The world’s worst listeriosis outbreak is likely to cost Tiger Brands more than financial markets were expecting. And the party coming up with the higher tally is Tiger Brands itself.

As a publicly traded company on the Johannesburg Stock Exchange, Tiger Brands is providing financial markets with the company’s own estimates. The $2.5 billion South African food business says the ongoing listeriosis outbreak could cost the company 800 million Rand, or more than $67.5 million.

On March 4 South Africa’s Minister of Health named Tiger’s Enterprise Foods polony production facility in Polokwane as the source of the outbreak strain responsible for 183 deaths and nearly 1,000 illnesses.
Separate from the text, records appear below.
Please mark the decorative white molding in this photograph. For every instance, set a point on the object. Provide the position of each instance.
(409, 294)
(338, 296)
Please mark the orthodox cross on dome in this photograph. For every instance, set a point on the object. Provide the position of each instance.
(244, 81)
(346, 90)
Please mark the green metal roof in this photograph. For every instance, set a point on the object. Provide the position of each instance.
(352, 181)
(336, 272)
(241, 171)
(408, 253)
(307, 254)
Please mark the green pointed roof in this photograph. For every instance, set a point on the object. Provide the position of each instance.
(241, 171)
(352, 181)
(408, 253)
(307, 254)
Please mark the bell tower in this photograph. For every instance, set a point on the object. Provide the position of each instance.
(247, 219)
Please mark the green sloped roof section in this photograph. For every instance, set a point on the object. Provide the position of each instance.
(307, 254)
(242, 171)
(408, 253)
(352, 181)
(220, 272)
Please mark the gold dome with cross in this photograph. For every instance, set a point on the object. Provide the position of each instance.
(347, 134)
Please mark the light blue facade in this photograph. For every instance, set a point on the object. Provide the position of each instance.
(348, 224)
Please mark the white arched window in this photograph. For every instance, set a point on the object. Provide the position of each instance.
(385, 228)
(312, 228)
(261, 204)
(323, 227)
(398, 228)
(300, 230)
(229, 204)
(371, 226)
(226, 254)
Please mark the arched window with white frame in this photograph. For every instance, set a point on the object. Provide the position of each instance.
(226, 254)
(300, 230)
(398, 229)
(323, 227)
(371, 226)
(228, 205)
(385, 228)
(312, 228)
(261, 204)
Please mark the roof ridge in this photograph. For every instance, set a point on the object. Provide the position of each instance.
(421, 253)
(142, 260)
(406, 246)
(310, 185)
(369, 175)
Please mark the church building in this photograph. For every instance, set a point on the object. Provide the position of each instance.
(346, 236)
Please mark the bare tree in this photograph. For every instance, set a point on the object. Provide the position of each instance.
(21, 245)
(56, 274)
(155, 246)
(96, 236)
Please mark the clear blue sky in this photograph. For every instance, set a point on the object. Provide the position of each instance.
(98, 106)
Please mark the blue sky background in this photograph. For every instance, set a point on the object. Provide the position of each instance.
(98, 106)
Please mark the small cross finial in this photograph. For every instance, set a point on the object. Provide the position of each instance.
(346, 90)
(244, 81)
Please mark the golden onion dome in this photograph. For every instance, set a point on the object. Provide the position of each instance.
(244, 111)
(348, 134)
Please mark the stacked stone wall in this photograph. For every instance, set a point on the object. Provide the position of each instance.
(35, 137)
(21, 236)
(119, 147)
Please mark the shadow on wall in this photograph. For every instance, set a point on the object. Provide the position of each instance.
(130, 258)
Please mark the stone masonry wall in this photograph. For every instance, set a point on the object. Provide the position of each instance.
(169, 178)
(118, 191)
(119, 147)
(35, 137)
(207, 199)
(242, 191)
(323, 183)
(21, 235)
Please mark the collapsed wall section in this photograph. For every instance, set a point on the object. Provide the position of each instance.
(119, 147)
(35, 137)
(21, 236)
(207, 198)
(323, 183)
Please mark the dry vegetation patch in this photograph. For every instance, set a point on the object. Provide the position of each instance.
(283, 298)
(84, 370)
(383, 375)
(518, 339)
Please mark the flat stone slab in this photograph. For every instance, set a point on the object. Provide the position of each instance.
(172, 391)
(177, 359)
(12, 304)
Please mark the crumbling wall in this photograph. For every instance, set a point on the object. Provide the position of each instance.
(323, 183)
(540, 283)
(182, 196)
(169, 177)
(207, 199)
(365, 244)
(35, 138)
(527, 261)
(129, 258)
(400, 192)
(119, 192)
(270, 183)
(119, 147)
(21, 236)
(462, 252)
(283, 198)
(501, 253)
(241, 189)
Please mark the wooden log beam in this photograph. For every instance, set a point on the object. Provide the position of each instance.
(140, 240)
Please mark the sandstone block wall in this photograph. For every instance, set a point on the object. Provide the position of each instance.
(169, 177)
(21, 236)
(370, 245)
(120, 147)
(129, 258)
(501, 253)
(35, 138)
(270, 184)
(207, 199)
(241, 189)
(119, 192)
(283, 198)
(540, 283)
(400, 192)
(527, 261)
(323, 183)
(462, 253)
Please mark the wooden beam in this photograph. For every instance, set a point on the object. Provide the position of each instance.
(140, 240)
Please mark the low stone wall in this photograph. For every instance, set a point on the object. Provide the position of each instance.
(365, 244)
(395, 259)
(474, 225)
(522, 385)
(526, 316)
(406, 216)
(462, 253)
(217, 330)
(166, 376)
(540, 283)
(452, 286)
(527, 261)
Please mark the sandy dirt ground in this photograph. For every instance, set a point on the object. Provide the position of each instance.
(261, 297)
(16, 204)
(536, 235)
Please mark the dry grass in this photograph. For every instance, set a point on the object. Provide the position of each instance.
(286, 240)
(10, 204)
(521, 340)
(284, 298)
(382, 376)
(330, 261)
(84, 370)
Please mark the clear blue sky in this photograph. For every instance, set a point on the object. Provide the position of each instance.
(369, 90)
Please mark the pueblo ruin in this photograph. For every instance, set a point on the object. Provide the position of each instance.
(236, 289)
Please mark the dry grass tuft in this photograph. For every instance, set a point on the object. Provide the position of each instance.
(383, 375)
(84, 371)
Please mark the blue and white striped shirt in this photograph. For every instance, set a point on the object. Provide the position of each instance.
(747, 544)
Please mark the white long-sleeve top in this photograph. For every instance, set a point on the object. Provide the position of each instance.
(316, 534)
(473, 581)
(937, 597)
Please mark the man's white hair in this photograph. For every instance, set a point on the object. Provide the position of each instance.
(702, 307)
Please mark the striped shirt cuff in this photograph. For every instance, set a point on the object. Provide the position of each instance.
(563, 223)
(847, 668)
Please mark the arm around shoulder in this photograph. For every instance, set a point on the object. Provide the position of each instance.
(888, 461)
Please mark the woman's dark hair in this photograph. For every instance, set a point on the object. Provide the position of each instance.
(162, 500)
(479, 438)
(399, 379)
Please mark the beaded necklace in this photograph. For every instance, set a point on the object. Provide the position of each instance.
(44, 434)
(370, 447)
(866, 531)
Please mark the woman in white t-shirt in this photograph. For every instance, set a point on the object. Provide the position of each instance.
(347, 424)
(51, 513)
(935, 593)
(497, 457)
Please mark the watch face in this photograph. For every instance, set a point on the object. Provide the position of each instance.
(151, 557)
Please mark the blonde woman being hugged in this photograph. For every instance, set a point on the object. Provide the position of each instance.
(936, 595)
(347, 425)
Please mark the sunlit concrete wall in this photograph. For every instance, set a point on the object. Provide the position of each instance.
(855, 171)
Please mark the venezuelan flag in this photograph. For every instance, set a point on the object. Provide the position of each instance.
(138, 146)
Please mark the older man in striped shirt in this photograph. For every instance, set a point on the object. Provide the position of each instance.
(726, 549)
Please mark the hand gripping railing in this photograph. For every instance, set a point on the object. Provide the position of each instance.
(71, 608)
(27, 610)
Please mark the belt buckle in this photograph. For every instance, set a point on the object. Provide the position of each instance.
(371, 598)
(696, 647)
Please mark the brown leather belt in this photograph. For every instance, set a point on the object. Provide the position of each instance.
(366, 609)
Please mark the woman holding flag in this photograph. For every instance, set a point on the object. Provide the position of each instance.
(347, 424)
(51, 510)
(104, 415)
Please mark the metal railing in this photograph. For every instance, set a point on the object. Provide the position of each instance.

Tiger Brands shut down that facility along with three others in Germiston, Pretoria and Clayville.

Those operational suspensions, along with the destruction of recalled products and raw materials, will likely cost Tiger Brands between 337 million Rand and 377 million Rand or $28-32 million.

Tiger Brands is also anticipating costs from lawsuits brought by both those who survived bouts of listeriosis and by those who did not. It expects two class actions are likely to win court approval. The first would be for individuals sickened with Listeria infections from Tiger products since May 2017. The second would be for people who lost a family member to the outbreak.

The cost estimates, provided to financial markets, analysts, and others may be a sign Tiger Brands has a late date with reality. After the cause of the outbreak was laid on its doorstep, informed observers said the company made some mistakes.

It was slow to respond, did not seem very engaged, and didn’t show any compassion for the victims, according to Ilse Struweg, associate professor of marketing management at the University of Johannesburg. Writing on  The Conversation, Struweg said Tiger Brands “will have to embark on a serious brand rehab.”

“Tiger Brands will be remembered for trying to deny responsibility and refusing to apologize,” she wrote.

Tiger Brands CEO Lawrence MacDougall is responsible for those early mistakes. He did not acknowledge the company could be directly linked to the listeriosis until March 19 or two weeks after the government’s finding.

MacDougall now stays Tiger Brands is “dealing with a national crisis” and promises that if there’s a “tangible link” between their products and the listeriosis, they will address “any valid claims made against it in due course.”

The second and smaller company implicated in the outbreak is pursuing other tactics.

RCL Foods, mostly owned by an investment holding company, claims its “operations have been cleared of any listeriosis outbreak” because an un-named laboratory in France failed to find ST6, the outbreak strain of Listeria monocytogenes, in environmental samples from its Wolwehoek plant.

Dr. Aaron Motsoaledi, South Africa’s Minister of Health, said the listeria in RCL post-production areas is a “risk for product contamination.”  SA’s Health Department took 201 environmental samples from the RCL plant, and 28 of them, or 14 percent, were positive for Listeria monocytogenes. Results for whole genome sequencing tests are not yet available.